Bernie Huang, 31, a Taipei high school teacher, uses two masks per week and fears his compatriots are overreacting.

“Due to the prevailing fear for the new coronavirus, many Taiwanese people buy masks in bulk and hoard the masks. However, healthy people don’t have to wear masks all the time, and the hoarding of masks will cut out people who actually need to wear masks, such as people with chronic diseases and respiratory infections,” he said.

“The face mask rationing policy ensures that the masks are definitely available for people who actually need the masks,” Huang said.

Mask users are motivated by television images of people wearing the own and news about the rising death count in China, said George Hou, a mass communications lecturer at Taiwan-based I-Shou University. “In almost every televised image you have demonstrations of people using face masks,” he said.

Local scarcity prompts people to worry all the more, he added.

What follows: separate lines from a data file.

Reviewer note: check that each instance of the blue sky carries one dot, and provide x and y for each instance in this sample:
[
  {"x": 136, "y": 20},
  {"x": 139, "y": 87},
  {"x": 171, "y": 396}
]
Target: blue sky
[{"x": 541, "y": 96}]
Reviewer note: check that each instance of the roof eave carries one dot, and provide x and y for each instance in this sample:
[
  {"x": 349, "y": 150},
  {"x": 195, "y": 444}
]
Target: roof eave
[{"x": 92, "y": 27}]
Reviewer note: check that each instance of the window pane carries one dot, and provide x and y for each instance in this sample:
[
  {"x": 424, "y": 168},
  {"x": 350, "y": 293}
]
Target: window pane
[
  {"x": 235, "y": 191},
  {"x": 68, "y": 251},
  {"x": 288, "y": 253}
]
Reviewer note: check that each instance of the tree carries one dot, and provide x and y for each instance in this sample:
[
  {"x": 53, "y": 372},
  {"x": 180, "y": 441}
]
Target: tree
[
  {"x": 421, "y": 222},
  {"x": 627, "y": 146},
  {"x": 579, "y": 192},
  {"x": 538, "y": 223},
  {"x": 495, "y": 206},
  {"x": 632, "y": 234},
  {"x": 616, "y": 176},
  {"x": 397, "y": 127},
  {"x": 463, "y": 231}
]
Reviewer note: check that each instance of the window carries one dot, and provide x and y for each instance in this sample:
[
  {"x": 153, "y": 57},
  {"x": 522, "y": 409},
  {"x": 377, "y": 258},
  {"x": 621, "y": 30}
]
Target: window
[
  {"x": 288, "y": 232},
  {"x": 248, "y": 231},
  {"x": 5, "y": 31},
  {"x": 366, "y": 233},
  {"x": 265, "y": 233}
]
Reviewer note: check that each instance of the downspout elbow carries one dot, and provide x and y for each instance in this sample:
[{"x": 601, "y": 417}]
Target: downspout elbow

Taiwanese were already using masks before the coronavirus outbreak on a perception the gear could block pollution and any germs suspended in the air. The island with a dense population where multiple generations live under the same roof is prone to influenza and a contagious gastrointestinal illness that has killed small children, all raising fear of disease. The 10% of people who once wore masks in Taipei now exceeds 50%.

Taiwanese also recall the severe acute respiratory syndrome (SARS) epidemic of 2003, said Huang Kwei-bo, vice dean of the international affairs college at National Chengchi University in Taipei. SARS originated in China and spread to Taiwan, killing 73 on the island.

Some of the government's rules, such as a two-week delay in starting the new public-school semester, are confusing or excessive, he said. Children clumped together risk spreading disease, but the semester delay has caused childcare headaches for some families.

“If there are people who think the Tsai Ing-wen government is a bit over the top about this outbreak, I think as long as it’s not too exaggerated of an overkill, I can accept it,” he said.